NF1 is often associated with skeletal lesions, such as scoliosis, congenital bowing and thinning of the long bones, pseudoarthrosis and vertebral anomalies, which will be described in more detail later.

Precocious puberty is usually caused by a hypothalamic lesion (Saxena et al. 1970). Guillamo et al. (2002) reported precocious puberty as a main clinical finding in 5 (10%) out of 48 patients with optic glioma. Retardation of growth combined with retarded sexual development and anorexia nervosa has also been found in association with NF1.

Pulmonary manifestations occur in 5 to 10% of NF1 patients. (Fraser et al. 1994). The lesions consist of diffuse interstitial fibrosis (pathologically fibrosing alveolitis) and bullae, either alone or in combination. Thoracic neoplasms, usually neurogenic in origin, may arise in the intercostal nerves, in the mediastinum or in the lungs themselves.

Aortic, celiac, mesenteric and renal arterial stenosis and aneurysms of multiple vessels, including intracranial, have been found in neurofibromatosis (Tomsic et al. 1976).

The association of Noonan‘s sydrome with neurofibromatosis has been discussed (Allanson et al. 1985, Meinecke 1987). Both inherited cases and new mutations of NF associated with the Noonan phenotype have been described. It has been suggested that this combination could be a variant of NF1 (Meinecke 1987). Five patients of the Northern Finnish patients had features characteristic of Noonan’s syndrome (Pöyhönen 2000a). Weaver sydrome (van Asperen et al. 1993), Poland anomaly (Stoll et al. 1993) and gastroschisis (Segre et al. 1993) in combination with NF1 have been reported as coincidental findings.

2.4.3. Neuropsychologic manifestations

Psychomotor retardation, learning difficulties and even mental retardation are known to be associated with NF1 (Ozonoff 1999).
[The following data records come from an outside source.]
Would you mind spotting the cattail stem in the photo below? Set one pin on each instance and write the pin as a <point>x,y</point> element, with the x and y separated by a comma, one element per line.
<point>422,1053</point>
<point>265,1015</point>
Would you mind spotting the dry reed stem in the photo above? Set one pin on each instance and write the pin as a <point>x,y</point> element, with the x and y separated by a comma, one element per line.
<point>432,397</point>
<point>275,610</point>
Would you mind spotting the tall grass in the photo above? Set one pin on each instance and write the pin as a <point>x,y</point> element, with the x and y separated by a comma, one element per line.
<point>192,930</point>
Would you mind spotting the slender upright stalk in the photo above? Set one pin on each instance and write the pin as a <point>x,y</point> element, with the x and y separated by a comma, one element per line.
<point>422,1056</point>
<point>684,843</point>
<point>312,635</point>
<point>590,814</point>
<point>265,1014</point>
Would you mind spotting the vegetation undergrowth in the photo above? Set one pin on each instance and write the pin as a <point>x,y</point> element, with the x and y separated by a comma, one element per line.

In the Northern Finnish study (Pöyhönen 2000a), learning difficulties and developmental delay were observed in 28% of the patients and fine motor co-ordination problems in 39%. Intellectual handicap was identified in 22 patients (13%), and 8 (5%) were mentally retarded (with IQ under 70). A psychiatric disorder, mostly chronic psychosis or depression, had been diagnosed in 19% of the patients. Only 55% of the adults had passed the school matriculation examination, and 46% of the adults were employed.

In total, 65% of the NF1 patients suffered from one or more symptoms related to NF1 and needed either medical intervention, rehabilitation or follow-up. In only 38% of the cases had the patient´s medical problems been treated before NF1 was diagnosed.